ARM Standard 20-pin JTAG Connector
Raspberry Pi 40 Pin GPIO Header
We have selected Raspberry Pi OS which is a Debian based Linux distribution for the purpose of this tutorial. Raspberry Pi foundation has developed a GUI based tool called Raspberry Pi Imager for downloading and writing various OS images to SD cards. At the time of this writing, 64-bit Raspberry Pi OS image was not available for download via Imager utility, however we can manually download OS images and Imager utility will be able prepare a SD card using those custom images as well.
This blog post has details on how to use Raspberry Pi Imager utility. Also if your desired OS image is not available via Imager utility click here to download an appropriate image. For writing SD cards manually please follow the link for instructions.
Once the SD card is prepared we need to insert it into relevant Raspberry Pi board and boot it up once where it will resize partition on startup and we will be able to verify that OS installation was successful.
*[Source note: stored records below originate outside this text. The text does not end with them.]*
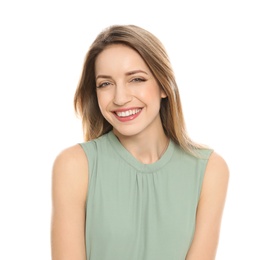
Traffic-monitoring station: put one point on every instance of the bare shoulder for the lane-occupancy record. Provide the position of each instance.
(70, 171)
(217, 165)
(70, 157)
(216, 174)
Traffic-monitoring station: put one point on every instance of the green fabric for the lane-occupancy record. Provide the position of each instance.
(139, 211)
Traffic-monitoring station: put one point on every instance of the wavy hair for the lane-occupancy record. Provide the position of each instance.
(154, 54)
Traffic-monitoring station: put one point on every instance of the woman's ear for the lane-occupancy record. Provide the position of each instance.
(162, 93)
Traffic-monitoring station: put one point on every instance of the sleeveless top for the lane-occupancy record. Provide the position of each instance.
(137, 211)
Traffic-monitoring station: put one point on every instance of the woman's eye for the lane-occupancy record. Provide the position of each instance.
(104, 84)
(138, 80)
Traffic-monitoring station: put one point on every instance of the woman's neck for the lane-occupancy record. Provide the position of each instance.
(145, 147)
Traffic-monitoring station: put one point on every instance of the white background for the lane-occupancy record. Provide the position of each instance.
(227, 62)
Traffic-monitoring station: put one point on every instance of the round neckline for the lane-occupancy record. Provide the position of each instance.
(131, 160)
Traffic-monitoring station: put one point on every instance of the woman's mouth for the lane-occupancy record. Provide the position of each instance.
(127, 115)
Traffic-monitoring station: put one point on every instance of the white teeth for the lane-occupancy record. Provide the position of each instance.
(128, 112)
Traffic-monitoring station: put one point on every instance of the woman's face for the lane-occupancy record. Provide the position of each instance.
(127, 92)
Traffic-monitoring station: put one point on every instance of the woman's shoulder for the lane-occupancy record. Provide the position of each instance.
(216, 173)
(70, 164)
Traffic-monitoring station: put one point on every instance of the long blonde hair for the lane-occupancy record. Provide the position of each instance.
(154, 54)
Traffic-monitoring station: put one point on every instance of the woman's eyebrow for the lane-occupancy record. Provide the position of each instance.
(135, 71)
(127, 74)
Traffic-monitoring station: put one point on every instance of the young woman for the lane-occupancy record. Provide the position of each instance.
(138, 187)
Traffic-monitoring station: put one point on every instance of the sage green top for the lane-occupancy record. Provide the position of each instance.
(137, 211)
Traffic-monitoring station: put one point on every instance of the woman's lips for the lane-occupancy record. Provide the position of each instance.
(125, 115)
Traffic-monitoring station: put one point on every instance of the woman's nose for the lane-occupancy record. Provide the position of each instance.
(122, 96)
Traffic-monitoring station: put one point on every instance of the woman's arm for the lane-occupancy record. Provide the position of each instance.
(69, 189)
(210, 210)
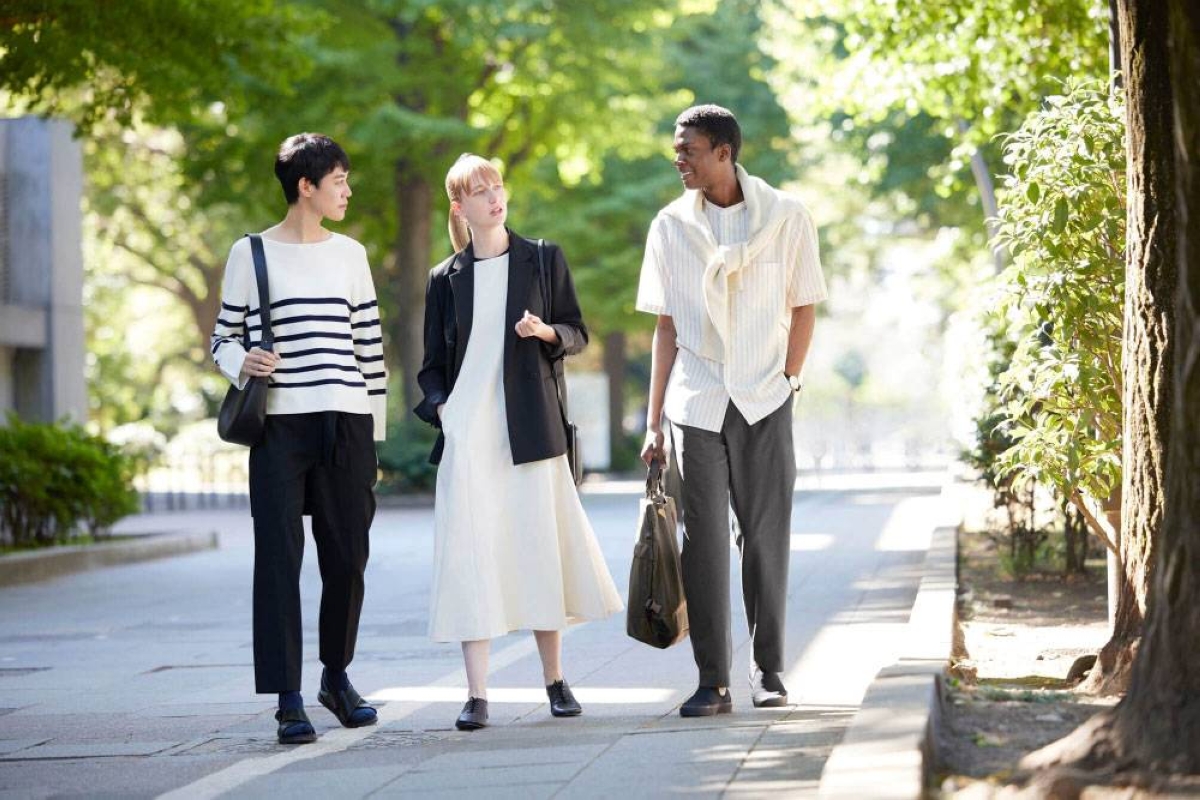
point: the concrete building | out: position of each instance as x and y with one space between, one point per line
42 344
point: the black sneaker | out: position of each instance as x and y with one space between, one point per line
767 690
562 701
474 715
707 702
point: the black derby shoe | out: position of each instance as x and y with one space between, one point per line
294 727
562 701
474 715
707 702
767 690
347 705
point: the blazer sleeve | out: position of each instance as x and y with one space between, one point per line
432 376
568 319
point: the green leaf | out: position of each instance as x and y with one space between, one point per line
1060 216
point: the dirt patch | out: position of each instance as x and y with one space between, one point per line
1009 693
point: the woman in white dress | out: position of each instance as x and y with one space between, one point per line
513 547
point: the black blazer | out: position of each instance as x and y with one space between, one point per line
531 395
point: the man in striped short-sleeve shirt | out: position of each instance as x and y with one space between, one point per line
325 409
732 272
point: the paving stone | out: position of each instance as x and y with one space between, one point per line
90 750
15 745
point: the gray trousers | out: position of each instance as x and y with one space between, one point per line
750 468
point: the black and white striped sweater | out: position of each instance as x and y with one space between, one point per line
325 319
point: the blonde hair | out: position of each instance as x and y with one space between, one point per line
468 170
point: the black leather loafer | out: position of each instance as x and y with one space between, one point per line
562 701
707 702
474 715
347 705
294 727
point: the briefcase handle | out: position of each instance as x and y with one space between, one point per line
654 485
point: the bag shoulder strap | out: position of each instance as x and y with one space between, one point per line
546 294
264 296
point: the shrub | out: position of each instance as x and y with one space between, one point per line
1062 217
57 477
405 457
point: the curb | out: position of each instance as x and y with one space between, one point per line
42 565
888 751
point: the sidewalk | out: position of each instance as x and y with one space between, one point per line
135 680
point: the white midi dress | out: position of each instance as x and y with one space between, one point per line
513 547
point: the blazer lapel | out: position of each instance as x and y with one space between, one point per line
522 265
462 287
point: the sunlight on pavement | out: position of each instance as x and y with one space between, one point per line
595 695
811 542
909 527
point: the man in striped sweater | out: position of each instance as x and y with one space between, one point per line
325 409
732 274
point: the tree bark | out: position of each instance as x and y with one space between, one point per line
615 370
1159 720
1156 728
1147 350
409 270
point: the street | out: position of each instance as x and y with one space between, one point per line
136 680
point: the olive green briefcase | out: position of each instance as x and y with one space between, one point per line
657 612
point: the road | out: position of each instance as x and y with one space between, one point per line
136 680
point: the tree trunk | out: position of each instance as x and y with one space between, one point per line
411 266
1159 720
1156 728
987 187
1149 316
615 370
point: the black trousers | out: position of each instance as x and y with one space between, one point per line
321 464
750 468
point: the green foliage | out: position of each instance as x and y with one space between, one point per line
1062 217
915 90
603 218
405 457
54 477
89 60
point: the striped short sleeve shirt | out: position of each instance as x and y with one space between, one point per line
786 274
325 320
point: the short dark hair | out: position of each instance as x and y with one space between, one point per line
717 122
307 155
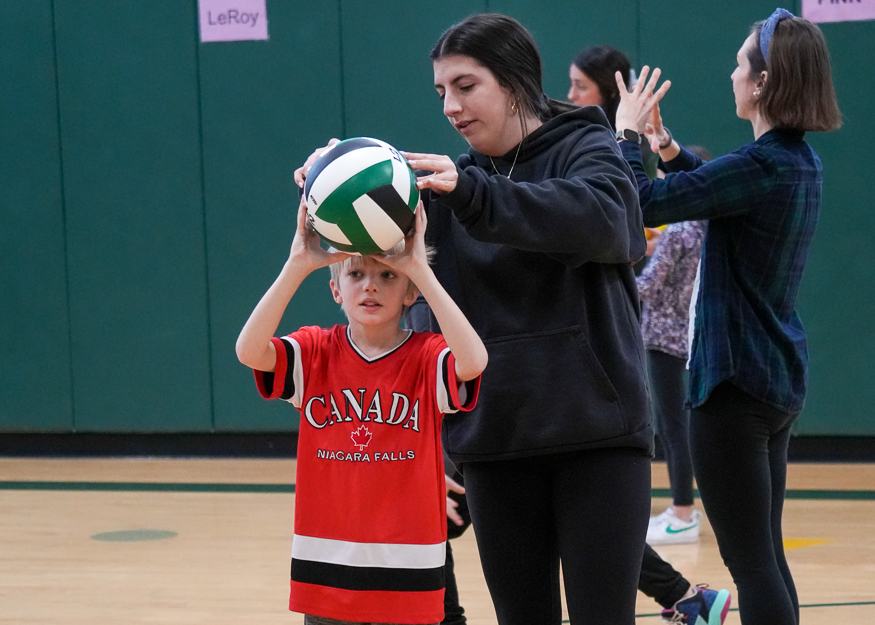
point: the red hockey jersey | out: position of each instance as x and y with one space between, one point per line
370 507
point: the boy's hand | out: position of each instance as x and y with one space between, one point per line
413 258
306 251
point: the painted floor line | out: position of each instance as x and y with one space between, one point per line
801 607
191 487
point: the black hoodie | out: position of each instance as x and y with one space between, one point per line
542 267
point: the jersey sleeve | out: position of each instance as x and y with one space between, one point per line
453 395
286 381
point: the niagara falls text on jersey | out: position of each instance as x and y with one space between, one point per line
378 456
320 412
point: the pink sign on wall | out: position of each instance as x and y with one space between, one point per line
838 10
232 20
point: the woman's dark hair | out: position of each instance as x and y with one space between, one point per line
504 47
599 64
798 93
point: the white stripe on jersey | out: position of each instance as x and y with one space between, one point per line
298 372
443 396
383 555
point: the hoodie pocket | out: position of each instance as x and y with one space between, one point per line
540 391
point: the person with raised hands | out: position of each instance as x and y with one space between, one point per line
749 359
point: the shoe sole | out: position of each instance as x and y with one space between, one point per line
718 611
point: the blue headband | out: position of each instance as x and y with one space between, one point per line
768 29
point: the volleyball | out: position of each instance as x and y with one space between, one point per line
361 196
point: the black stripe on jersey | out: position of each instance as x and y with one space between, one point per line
361 355
394 205
336 152
289 385
367 578
445 377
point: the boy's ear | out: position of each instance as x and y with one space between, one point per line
412 293
335 292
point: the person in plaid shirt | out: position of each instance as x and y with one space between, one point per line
748 363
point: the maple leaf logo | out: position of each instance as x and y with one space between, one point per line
361 438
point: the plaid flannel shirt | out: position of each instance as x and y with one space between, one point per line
762 203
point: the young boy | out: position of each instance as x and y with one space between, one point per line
370 513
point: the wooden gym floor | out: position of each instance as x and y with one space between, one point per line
146 541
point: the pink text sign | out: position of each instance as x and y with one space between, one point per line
838 10
232 20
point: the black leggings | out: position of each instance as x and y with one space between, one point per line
668 389
739 450
588 509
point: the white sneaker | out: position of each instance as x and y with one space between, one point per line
668 529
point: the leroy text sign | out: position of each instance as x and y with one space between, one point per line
838 10
232 20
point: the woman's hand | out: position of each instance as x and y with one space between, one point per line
652 235
445 175
655 131
636 106
301 172
452 513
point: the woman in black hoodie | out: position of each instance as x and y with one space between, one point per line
536 229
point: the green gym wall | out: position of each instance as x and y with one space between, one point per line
147 201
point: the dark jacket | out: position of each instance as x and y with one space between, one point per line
542 267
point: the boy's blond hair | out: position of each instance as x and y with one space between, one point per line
346 263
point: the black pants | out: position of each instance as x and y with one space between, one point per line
454 613
660 581
668 389
739 450
588 509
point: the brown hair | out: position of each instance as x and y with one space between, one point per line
599 63
798 93
504 47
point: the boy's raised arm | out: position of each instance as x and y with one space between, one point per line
254 346
462 339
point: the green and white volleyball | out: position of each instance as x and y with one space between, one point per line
361 196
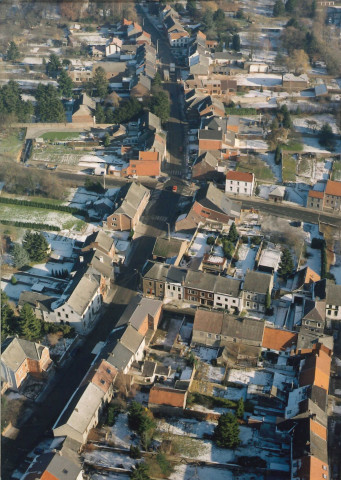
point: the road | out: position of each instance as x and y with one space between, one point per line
176 125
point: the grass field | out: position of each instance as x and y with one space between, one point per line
60 135
11 143
21 213
288 168
260 169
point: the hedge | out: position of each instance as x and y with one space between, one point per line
35 226
240 111
27 203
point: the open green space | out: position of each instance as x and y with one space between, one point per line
256 166
11 142
20 213
60 135
288 168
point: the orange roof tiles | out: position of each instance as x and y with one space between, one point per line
318 429
149 156
333 188
279 340
167 396
240 176
314 194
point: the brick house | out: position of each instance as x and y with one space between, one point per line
20 358
332 196
167 400
132 200
240 183
315 200
255 289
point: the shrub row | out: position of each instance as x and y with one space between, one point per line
28 203
34 226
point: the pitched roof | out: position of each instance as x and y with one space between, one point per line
277 339
315 194
160 395
210 322
257 282
14 351
333 188
240 176
333 294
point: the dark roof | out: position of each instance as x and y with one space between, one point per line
211 197
257 282
36 299
167 248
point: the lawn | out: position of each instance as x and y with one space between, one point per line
288 168
20 213
260 169
11 142
336 172
60 135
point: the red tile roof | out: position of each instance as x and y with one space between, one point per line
314 194
277 339
333 188
240 176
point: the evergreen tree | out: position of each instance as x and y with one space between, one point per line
278 154
240 408
226 433
30 325
236 42
20 255
65 84
36 246
279 9
100 82
12 53
53 66
49 108
286 265
233 234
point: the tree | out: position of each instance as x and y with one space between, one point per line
298 62
326 137
226 433
100 82
286 265
240 408
30 325
140 472
49 108
160 105
53 66
20 255
36 246
236 42
279 9
278 153
233 234
12 53
65 84
157 79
Once we have successfully prepared a working SD card for our Raspberry Pi, the next step is to build Linux kernel with debug information and install custom kernel image on to SD card for JTAG debugging via OpenOCD.
sudo apt install gcc g++ gcc-arm-linux-gnueabihf gcc-aarch64-linux-gnu git gdb-multiarch bison flex libncurses-dev libssl-dev |
git clone --depth=1 https://github.com/raspberrypi/linux.git |
We are going to build the default Linux kernel version however you may select other versions by switching to the appropriate GIT branch in the source tree downloaded above.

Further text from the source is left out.